Please click on the picture above
to enjoy the beautiful fantasy quilt detail.
“I love these digital quilts I’ve been making, “ I told my friend Marilyn. “No scraps, no batting and a whole lot less time.”
“Yea, but what about all the fun they used to have at quilting bees?”
She got me wondering if quilting bees were as charming and folksy as they look in the movies. Were they real pals’y kind of places, or was everybody looking to see if your stitches were small enough? Did people feel obliged to go even if they didn't want to, like Tupperware Parties, or were they heaps of fun? I 'spose it depended on where you were and who you hung with.
Trying to imagine what a fantasy quilting bee scene would be like, I wrote a little Objective-C code to enable me to travel way WAY back to the time of home made lye soap (have a good time washing that out of your eyes), barn raisings, and quilting bees.
Loading program into debugger…
[Switching to process 14843]
Welcome aboard PORTAL PILOTS , serving the needs of the time travel community for over three centuries.
Customer LRS531957 PLANNING A TRIP FROM THE YEAR 2010 TO 1893
SO SORRY We are experiencing a slight disruption in service. You will be dropped off at the nearest portal.
PORTAL PILOTS apologizes for any inconvenience to your schedule.

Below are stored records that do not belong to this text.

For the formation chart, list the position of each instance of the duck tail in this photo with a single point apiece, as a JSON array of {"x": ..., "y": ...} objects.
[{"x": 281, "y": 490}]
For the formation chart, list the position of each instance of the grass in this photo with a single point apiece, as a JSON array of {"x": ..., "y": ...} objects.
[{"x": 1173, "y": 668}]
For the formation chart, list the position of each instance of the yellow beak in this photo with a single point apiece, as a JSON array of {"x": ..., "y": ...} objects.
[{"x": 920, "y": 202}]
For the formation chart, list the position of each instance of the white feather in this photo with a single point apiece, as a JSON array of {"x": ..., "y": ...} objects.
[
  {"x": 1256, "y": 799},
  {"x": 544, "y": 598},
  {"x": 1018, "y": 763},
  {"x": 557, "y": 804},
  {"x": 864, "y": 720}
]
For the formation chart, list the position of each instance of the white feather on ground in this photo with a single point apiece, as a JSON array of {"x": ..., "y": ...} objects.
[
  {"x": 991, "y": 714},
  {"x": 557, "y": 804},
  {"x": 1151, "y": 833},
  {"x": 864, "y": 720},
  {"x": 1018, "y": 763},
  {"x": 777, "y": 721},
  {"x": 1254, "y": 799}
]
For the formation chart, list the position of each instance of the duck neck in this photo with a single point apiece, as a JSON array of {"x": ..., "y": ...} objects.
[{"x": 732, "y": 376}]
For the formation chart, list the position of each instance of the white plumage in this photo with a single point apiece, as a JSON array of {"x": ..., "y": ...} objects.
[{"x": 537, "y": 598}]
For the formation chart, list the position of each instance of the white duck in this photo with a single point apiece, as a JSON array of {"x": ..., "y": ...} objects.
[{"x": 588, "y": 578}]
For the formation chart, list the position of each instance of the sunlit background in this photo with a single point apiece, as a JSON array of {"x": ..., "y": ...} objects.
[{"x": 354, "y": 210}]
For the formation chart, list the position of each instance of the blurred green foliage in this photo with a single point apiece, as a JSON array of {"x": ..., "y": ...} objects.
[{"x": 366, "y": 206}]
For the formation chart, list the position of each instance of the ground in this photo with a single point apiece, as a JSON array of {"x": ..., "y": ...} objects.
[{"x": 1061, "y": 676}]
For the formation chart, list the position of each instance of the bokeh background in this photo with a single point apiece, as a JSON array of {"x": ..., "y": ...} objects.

While you're waiting for the next Time Portal to open up in the year ... 1977..., feel free to complete our customer satisfaction survey, and be entered to win a coupon worth five percent off, on your next PORTAL PILOTS trip!
Program exited with status value:0.
My ipod battery is dead and I forgot my charger. (I can’t even remember if we had three pronged outlets back then anyway). What am I going to do here for a few hours?
Hey, the summer of 1977! I remember this! I had just finished up my junior year at the University of California at Santa Cruz, and was living and working with my sister in Yuma Arizona. She had gotten me a junior programmer gig for the summer.
Trisha had gotten roped into going to a Tupperware Party. Her best friend, with whom she volunteered at the “League of Women Voters”, was putting it on, so of course she was stuck with going. I was stuck too but, coming from one of the more alternative U.C.’s in California, I saw it more as a cultural experience.
The nice-lady who ran it showed us a fine new product. A hot-dog bun keeper for the freezer.
The two of us stared at each other in amazement.
“Because, girls, you know the problem you have keeping hot dog buns in the freezer. You KNOW how those darn buns stick together!”
Trisha and I were both thinking the same thing. Don't they have a big knife to whack them apart with?
We drank our carcinogenic diet sodas and after 30 minutes, figured we could slip on out while the others were playing some kind of game with clothespins and a laundry bag that we never did understand.
The nice-lady’s skinny backside was firmly anchored against the door.
“Girls! (toothy grin). Where are your order slips?”
We managed to mumble that we were not buying anything.
She gave us a look of amazement, tinged with horror. “But what about the hot-dog-bun keeper?” (I'm not making that product up.)
The nice-lady swiveled her head slowly back towards the rest of the group, who were now frantically scribbling on their forms amidst a welter of clothespins.
Trisha swung one foot around the screen door. I slithered through, and we lit out like two banditas into the badlands.